4

I've seen an issue on a 14-node, 250k CANBUS (with a mixture of 11-bit and 29-bit nodes) where CAN frames are often corrupted by some incorrect bus activity. The screenshot explains it more clearly.

This generally happens around 10-15 seconds after the system is powered up and the error can last anywhere between about 100 bit times and 268bit times; the screenshot shows an event that is 205 bit times. For the longer disturbances, this can obviously cause some nodes to enter the "bus off" state.

I think what is happening here is there is that a good CAN frame gets as far as the data section being transmitted when some other node begins to apply dominant bits which may go undetected initially, as the transmitter's data may contain a number of 0s. At some point, either the frame transmitter detects a dominant bit when it is trying to send a recessive and/or other nodes fail to see a stuff bit and then an error frame is signalled (the section with the largest amplitude).

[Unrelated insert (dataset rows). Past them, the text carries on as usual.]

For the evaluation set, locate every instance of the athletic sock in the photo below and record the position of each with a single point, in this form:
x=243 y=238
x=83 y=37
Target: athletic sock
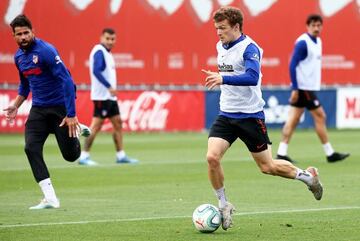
x=328 y=149
x=220 y=194
x=48 y=190
x=304 y=176
x=120 y=154
x=84 y=155
x=282 y=151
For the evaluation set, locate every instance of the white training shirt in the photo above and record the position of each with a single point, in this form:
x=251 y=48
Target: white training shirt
x=235 y=99
x=308 y=71
x=98 y=90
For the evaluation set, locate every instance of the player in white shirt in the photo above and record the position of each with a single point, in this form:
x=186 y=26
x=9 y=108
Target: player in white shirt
x=305 y=73
x=103 y=95
x=241 y=111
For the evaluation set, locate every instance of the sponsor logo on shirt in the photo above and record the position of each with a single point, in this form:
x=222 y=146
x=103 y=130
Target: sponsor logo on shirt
x=34 y=71
x=255 y=56
x=225 y=68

The bus is then left in a dominant state, presumably by just one node, but this node eventually releases the bus and allows it to operate normally again.

Initially, I thought it might be a node that is unsynchronised with the rest of the bus starting a CAN frame when it is not supposed to, but it seemingly makes no attempt to put a legitimate frame out, even assuming it was running at a very low baud rate, but I don't see why the number of dominant bits would vary.

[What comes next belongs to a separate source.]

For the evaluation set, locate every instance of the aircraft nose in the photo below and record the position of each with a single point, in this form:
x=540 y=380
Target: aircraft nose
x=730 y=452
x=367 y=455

Has anyone experienced this kind of error before/can offer any possible solutions?

I've not seen that any nodes were missing before the error then present afterwards, which would suggest a culprit and I've started to take nodes off the bus one-by-one to see if the problem goes away but any other suggestions would be welcome.

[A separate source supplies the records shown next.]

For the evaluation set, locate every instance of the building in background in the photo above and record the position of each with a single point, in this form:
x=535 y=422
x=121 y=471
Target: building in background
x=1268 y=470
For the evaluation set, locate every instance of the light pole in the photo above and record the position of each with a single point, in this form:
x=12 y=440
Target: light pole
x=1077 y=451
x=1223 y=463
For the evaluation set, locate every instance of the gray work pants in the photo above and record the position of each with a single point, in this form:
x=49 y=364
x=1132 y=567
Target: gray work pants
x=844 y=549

Thanks in advance for any help.

enter image description here

  • So taking nodes offline didn't help? Or is cumbersome to do? – PMF Jan 30 '24 at 08:01
  • @PMF It is cumbersome to remove some nodes but I can probably pull some fuses to get generally the same effect. I have removed what I thought was the most likely source of the problem and the problem seems to occur for slightly less time although I'd need to repeat the test a few more times to get confidence in that statement. – komandirskie Jan 30 '24 at 08:09
  • The question is what that 4.3V thing is coming from. Apparently something causes the transceivers to go loco and pull the lines to a dominant state. (Some sort of failsafe/latch-up?) My guess is that this happens locally on a board on the Tx/Rx side and not on the bus side. Can you share schematics and more details of the nature of the application? – Lundin Jan 30 '24 at 10:19
  • 2
    It would also be helpful to compare the Tx/Rx lines with CANH or CANL to see if the same noise is present there or not. – Lundin Jan 30 '24 at 10:20
  • I have experienced similar problems on a vehicle bus (heavy machinery) where a PLC was activating valves or motors resulting in large, momentary current draw. This in turn made ground potentials dance around (which you ought to expect on heavy machinery), after which the reference levels for CAN parts in the PLC went out of whatever tolerances their transceiver had, resulting in sporadic error frames and PLC rebooting (bus off). The problems were caused both by the lack of a dedicated signal ground, instead of no ground/chassis ground, as well as internal PCB design mistakes inside the PLC. – Lundin Jan 30 '24 at 10:25
  • So if you have stuff in the system drawing a lot of currents (many Ampere) at the point when the problem is happening, you may be on to something. Not necessarily nasty stuff like solenoids or motors, could as well be inrush current while some big old bulk cap is loading. – Lundin Jan 30 '24 at 10:30
  • @Lundin Thanks for the helpful suggestions, all of which made total sense. I've actually discovered what the problem is now. A node on the bus was powering off when it should not have been plus it seems to cause this number of dominant bits to be put onto the bus just before it fully shuts down. I do not know the mechanism because I cannot access the hardware but I suspect a software or hardware issue within the node itself. Thanks again, and also to PMF – komandirskie Jan 30 '24 at 14:46
  • @Velvet. I tried to look for how to do this earlier but didn't see how to. Do I just edit the post? – komandirskie Jan 30 '24 at 15:54

1 Answers1

2

I've actually discovered what the problem is now. A node on the bus was powering off when it should not have been plus it seems to cause this number of dominant bits to be put onto the bus just before it fully shuts down. I do not know the mechanism because I cannot access the hardware but I suspect a software or hardware issue within the node itself.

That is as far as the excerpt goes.